The 39 Articles are the foundational document of Anglicanism (though not all Anglicans accept them now). The major points of difference with Catholicism which are explained in the Articles are:

  1. Anglicanism does not accept the books of the Apocrypha as inspired. (Article 6)
  2. Anglicanism says that our righteousness before God is based only on the merit of Christ, and not on the basis of our works. (Article 11)
  3. Anglicanism rejects the Catholic idea of supererogation, that we can perform works above and beyond what God requires. (Article 14)
  4. Article 20 essentially states that the Church is subservient to scripture, rather than its traditions being of equal authority to scripture.
  5. Article 22 rejects purgatory.
  6. Article 24 says that the liturgy of a church must be in the language of the people. Catholicism has varied about this over the years, but there have been many times when the mass must be performed in Latin.
  7. Anglicans believe in only 2 of the 7 sacraments which Catholicism recognises (though this isn't universal, and Anglo-Catholics recognise all 7.) (Article 25)
  8. Anglicans reject the concept of transubstantiation, that communion is in any way a sacrifice, or that the cup can be denied to the laity. (Articles 28, 30, 31)
  9. Anglican ministers are allowed to be married. (Article 32)
  10. And for what really started the English reformation off, Anglicans say that the Bishop of Rome has no authority in England. (Article 37)

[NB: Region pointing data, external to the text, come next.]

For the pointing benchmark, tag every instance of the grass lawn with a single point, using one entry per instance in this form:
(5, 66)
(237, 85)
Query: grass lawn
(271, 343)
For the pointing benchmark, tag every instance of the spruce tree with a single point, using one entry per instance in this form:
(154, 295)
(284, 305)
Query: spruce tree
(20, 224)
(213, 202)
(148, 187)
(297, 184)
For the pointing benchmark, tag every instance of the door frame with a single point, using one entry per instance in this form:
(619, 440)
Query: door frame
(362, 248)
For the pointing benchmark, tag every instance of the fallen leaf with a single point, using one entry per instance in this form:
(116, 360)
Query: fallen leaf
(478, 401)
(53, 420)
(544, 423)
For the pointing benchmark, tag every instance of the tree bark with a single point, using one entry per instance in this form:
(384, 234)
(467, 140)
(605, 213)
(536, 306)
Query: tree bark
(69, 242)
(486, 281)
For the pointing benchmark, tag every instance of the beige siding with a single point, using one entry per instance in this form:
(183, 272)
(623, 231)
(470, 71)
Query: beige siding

In addition, I would add that

  1. Devotion to Mary is generally uncommon in Anglicanism, at least compared to the extent of Catholocism.
  2. Many dioceses ordain women as deacons, priests and even bishops.
  3. As a result of the distributed authority structures of Anglicanism, there is a much greater diversity of beliefs than in Catholicism. Some dioceses for example endorse homosexuality, while others do not. This is a major issue in the Anglican Communion today, and will most likely result in a broken communion in the next few years.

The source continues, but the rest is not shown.